O ano de 2006 foi muito diversificado, um ano meio que de reconstrução, depois de um 2005 cheio de devastações, maremotos, furacões, lembra? Já esse ano foi mais de planejamento, com campanha eleitoral bastante antiética (como de costume), mas muito instrutiva. Aprendemos muito sobre a capacidade de cada candidato, suas plataformas de governo, suas benfeitorias nas cidades por onde governaram, suas vidas imaculadas, suas relações absolutamente isentas com o “lado de lá”.
Eu continuo adorando presentes e ainda gostaria muito também de lhe encontrar, mas ainda temo pela sua segurança, e também pela minha. Afinal, você já está cansado dessa conversa de bom velhinho, e eu sei lá... Depois do vagão cor-de-rosa para as mulheres no metrô, não sei não...
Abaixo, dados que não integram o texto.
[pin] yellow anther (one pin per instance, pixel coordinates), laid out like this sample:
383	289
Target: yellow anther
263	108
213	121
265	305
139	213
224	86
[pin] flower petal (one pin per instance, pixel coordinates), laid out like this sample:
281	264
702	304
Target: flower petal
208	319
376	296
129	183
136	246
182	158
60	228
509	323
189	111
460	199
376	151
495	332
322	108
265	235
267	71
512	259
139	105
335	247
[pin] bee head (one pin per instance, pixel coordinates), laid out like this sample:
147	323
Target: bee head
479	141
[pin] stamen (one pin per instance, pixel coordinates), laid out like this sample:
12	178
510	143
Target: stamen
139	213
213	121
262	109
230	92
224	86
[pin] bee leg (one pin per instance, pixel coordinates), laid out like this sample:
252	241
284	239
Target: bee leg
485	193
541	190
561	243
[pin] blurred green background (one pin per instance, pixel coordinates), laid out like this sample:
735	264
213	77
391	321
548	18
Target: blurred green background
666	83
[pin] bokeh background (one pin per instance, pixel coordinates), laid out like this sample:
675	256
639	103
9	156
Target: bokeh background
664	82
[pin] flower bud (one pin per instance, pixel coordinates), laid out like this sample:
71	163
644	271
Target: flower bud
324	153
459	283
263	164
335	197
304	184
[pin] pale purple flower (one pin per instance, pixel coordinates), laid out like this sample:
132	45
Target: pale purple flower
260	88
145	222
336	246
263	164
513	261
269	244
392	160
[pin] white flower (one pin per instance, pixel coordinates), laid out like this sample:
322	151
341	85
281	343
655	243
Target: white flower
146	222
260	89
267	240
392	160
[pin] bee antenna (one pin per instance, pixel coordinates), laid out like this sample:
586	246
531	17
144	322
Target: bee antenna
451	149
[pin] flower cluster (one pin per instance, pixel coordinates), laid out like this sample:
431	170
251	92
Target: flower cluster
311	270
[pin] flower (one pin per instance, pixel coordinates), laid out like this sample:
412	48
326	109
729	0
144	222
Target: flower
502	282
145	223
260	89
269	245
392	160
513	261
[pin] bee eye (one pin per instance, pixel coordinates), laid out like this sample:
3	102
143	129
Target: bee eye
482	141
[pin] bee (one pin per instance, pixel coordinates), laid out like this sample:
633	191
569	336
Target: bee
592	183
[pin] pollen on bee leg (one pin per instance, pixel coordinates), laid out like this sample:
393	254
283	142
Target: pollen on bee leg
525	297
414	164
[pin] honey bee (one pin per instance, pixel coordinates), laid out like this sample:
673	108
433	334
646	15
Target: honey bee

Mas me conta, como estão as coisas aí no Pólo Norte? Por aqui, o clima anda doido e o aquecimento global caminha a passos largos. Em breve você terá companhia, com esse calor e o aumento de vários graus a cada década, só mesmo o ambiente gélido pra vingar. Sabe como é, a famosa “vingança de Gaia”.
Esse ano eu resolvi associar sua roupa ao PT, e penso que você deveria acrescentar uma fivela em formato de estrela. Ah! Falando em roupa, o mais novo deputado costureiro bem que poderia desenhar um "modelito" mais tropical para suas vestes, hein?
Falando em moda, estamos, aqui no Rio de Janeiro, às voltas com os Jogos Pan-Americanos, que acontecerão em julho do ano que vem, deixando a cidade num verdadeiro PANdemônio.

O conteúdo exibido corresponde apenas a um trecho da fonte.